P.S.: Wie geht das mit dem zitieren,dass man in der ersten Zeile den Beitrag anzeigen lassen kann?


----------



## Verpolt (27 April 2011)

shiznit schrieb:


> P.S.: Wie geht das mit dem zitieren,dass man in der ersten Zeile den Beitrag anzeigen lassen kann?



so..........?


----------



## StructuredTrash (27 April 2011)

shiznit schrieb:


> warum das "AND  MWT" ?
> habe diese Zeile mal weggelassen und habe die selbe Funktion.



Hm, bei mir hat das nicht dieselbe Funktion. Das "AND MWT" dient dazu, nur die steigenden Flanken der Tastersignale in "MWP" zu speichern. Wenn Du es weglässt, wird nach Loslassen des Tasters auch das entsprechende Bit in "MWS" wieder gelöscht.
Könnte allerdings sein, dass Du den Taster loslässt, bevor "comm.xBusy" wieder False wird. Dann würde es nicht auffallen.


----------



## shiznit (28 April 2011)

StructuredTrash schrieb:


> Könnte allerdings sein, dass Du den Taster loslässt, bevor "comm.xBusy" wieder False wird.
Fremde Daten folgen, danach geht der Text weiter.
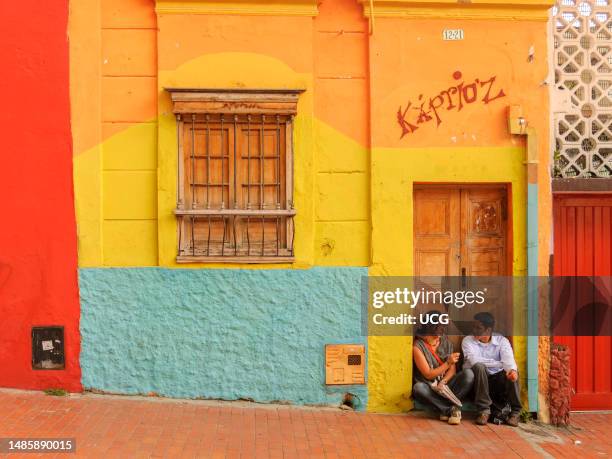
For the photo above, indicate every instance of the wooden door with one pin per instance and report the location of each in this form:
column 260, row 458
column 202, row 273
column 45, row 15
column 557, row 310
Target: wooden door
column 460, row 230
column 437, row 228
column 583, row 247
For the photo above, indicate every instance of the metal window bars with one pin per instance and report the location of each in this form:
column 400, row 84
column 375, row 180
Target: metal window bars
column 234, row 201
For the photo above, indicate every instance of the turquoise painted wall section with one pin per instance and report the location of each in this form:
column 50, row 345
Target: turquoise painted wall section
column 218, row 333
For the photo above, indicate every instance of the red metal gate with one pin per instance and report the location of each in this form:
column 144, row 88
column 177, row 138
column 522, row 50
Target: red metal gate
column 583, row 247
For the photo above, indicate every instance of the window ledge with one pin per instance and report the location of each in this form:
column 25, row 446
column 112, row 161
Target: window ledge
column 230, row 259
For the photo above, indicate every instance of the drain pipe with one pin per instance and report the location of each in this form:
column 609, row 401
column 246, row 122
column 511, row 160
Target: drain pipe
column 519, row 126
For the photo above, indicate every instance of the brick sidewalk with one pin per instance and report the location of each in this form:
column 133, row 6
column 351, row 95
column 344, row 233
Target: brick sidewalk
column 135, row 427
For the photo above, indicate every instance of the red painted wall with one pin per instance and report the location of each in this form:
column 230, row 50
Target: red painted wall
column 38, row 259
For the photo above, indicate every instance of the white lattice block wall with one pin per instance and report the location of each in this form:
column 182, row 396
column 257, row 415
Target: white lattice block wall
column 583, row 78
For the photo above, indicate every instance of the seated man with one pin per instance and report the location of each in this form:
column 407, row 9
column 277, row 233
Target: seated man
column 490, row 357
column 435, row 361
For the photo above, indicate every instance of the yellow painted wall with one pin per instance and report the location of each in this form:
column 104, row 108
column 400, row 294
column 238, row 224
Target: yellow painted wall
column 353, row 173
column 409, row 58
column 114, row 105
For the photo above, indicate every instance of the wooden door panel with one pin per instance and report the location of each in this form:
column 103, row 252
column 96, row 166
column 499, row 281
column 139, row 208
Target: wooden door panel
column 483, row 231
column 582, row 235
column 436, row 232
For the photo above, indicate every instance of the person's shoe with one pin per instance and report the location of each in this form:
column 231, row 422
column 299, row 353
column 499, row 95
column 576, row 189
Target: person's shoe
column 482, row 419
column 513, row 420
column 455, row 417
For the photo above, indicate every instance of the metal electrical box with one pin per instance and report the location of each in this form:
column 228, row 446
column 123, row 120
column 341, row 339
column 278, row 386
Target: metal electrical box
column 48, row 348
column 344, row 364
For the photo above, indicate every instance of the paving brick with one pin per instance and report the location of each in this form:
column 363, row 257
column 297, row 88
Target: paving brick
column 107, row 426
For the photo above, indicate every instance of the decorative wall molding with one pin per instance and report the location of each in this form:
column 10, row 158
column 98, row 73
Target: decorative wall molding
column 256, row 101
column 534, row 10
column 243, row 7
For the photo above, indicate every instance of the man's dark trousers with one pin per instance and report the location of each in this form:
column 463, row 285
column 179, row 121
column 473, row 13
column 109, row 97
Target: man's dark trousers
column 497, row 387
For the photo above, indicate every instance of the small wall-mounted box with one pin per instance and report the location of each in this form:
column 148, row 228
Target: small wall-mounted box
column 344, row 364
column 48, row 348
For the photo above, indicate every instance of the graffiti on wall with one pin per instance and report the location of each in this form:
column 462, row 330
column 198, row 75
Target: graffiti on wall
column 428, row 109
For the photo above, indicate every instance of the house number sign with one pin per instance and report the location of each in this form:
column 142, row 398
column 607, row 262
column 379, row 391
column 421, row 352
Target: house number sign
column 452, row 34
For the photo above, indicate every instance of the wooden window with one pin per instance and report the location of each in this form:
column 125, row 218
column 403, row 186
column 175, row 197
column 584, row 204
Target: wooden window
column 235, row 166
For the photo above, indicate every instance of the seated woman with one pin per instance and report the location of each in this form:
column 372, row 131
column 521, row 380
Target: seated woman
column 435, row 361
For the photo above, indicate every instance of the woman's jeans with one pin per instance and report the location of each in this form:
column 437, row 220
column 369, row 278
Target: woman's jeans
column 460, row 384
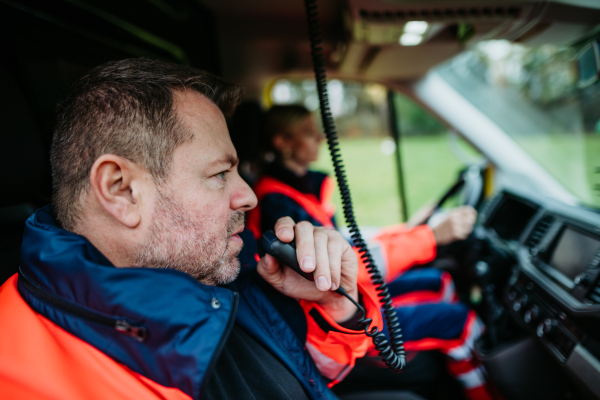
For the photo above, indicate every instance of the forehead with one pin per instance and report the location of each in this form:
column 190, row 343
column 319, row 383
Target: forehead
column 207, row 123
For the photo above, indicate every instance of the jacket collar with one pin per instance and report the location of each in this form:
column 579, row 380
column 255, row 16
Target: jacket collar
column 184, row 325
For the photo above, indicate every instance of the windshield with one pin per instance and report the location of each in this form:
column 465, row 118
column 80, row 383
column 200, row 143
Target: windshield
column 532, row 94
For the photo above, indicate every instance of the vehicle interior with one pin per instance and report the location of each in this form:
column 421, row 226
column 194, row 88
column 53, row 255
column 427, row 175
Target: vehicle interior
column 514, row 86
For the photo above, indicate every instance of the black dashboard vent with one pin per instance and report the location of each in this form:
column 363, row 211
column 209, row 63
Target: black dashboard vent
column 539, row 231
column 594, row 294
column 428, row 14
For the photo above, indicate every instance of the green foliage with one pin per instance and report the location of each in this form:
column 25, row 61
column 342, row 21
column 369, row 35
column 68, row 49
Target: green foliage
column 414, row 120
column 430, row 169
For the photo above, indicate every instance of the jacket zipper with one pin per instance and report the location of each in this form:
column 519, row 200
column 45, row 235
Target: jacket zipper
column 120, row 325
column 221, row 343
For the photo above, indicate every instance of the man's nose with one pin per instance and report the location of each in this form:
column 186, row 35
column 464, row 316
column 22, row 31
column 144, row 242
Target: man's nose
column 243, row 197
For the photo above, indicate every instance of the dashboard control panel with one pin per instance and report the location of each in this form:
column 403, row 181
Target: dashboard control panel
column 538, row 315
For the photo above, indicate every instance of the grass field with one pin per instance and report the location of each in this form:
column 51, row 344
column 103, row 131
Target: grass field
column 430, row 168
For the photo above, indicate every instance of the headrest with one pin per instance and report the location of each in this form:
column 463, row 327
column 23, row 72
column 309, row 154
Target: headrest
column 23, row 160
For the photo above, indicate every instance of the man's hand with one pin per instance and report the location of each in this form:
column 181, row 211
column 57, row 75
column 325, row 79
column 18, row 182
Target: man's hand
column 456, row 225
column 326, row 254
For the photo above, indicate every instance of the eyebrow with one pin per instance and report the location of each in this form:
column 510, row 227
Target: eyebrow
column 228, row 159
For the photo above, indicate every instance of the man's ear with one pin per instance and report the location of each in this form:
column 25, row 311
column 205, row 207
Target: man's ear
column 116, row 183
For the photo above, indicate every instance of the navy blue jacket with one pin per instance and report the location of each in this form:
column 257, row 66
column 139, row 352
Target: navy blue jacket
column 165, row 325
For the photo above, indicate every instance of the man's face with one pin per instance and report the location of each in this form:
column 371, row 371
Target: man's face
column 199, row 210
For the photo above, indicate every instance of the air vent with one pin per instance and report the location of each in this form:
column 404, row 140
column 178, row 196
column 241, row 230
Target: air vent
column 539, row 231
column 594, row 294
column 440, row 14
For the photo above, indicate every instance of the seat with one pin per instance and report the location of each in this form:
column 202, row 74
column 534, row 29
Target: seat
column 23, row 169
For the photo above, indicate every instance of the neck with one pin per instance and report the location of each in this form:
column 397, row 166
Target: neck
column 297, row 168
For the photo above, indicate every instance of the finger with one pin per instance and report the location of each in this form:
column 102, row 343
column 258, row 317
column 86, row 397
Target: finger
column 335, row 250
column 268, row 268
column 284, row 229
column 305, row 246
column 322, row 273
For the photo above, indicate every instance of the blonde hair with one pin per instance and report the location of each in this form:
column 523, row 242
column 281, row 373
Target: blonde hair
column 280, row 118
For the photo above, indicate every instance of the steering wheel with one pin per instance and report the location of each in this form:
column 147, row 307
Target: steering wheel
column 470, row 186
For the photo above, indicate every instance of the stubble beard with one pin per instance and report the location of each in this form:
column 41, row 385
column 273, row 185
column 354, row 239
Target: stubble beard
column 179, row 242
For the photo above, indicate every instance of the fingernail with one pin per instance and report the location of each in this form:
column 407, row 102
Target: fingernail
column 286, row 231
column 322, row 283
column 308, row 264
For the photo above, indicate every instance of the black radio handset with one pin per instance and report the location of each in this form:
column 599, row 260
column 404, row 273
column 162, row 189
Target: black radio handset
column 286, row 254
column 392, row 353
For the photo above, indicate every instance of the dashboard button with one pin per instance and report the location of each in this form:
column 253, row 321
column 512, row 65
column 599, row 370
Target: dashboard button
column 532, row 314
column 547, row 327
column 582, row 279
column 520, row 303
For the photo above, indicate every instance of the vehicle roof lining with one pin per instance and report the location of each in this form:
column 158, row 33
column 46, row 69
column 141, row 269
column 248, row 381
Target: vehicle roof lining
column 267, row 38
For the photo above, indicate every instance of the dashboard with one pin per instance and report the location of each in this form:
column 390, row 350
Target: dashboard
column 554, row 289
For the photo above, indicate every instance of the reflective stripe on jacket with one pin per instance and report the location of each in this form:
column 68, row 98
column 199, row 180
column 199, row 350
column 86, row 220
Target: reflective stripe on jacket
column 74, row 326
column 401, row 248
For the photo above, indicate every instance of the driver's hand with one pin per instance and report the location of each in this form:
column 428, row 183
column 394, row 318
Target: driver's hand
column 326, row 254
column 457, row 224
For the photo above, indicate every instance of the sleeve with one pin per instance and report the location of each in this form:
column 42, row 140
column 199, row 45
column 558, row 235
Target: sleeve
column 403, row 248
column 333, row 347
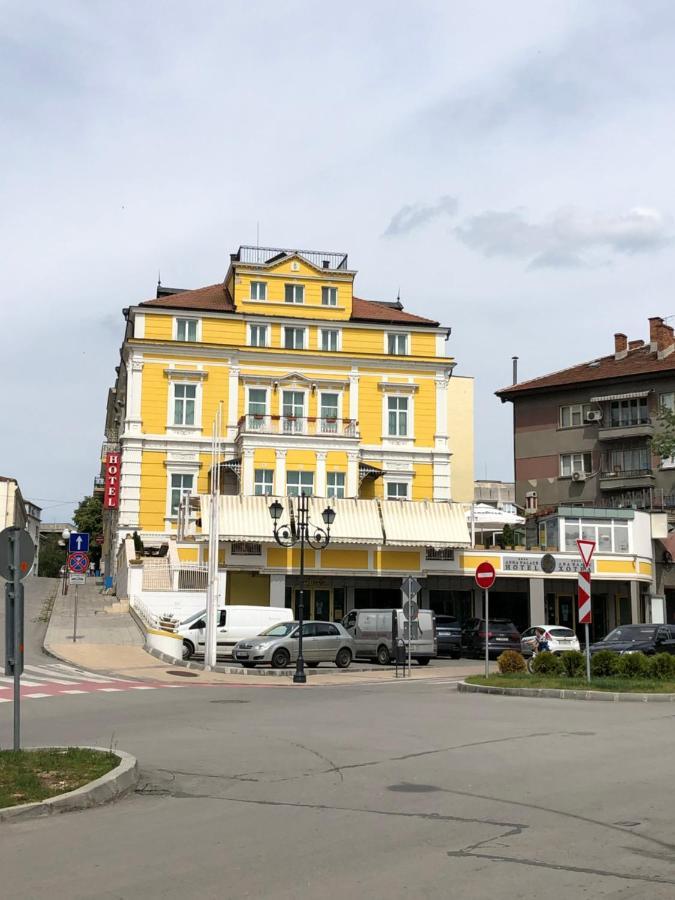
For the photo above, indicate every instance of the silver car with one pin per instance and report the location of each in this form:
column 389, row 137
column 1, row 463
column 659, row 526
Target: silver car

Dann würde es nicht auffallen.


Stimmt .

Wie müsste das denn aussehen,wenn ich mal annehme:
Drücke Taster1,LED1 an
Taster1 loslassen,LED1 aus.

Eigentlich ne einfache Überlegung,bekomm das aber mit dem setzten von "Strobe" nicht hin.

P.S.: Ist für mich schwierig,sich in die Abläufe so schnell reinzudenken


----------



## StructuredTrash (28 April 2011)

shiznit schrieb:


> Wie müsste das denn aussehen,wenn ich mal annehme:
> Drücke Taster1,LED1 an
> Taster1 loslassen,LED1 aus.
> 
> Eigentlich ne einfache Überlegung,bekomm das aber mit dem setzten von "Strobe" nicht hin.


Die Grundstruktur für Dein Programm hast Du ja nun, daran brauchst Du nichts mehr ändern.
Vielleicht fällt der Groschen eher, wenn die Aufgabe etwas anders formuliert wird. Gesendet werden muss bei MWT<>MWS, und dabei soll MWS=MWT werden.


----------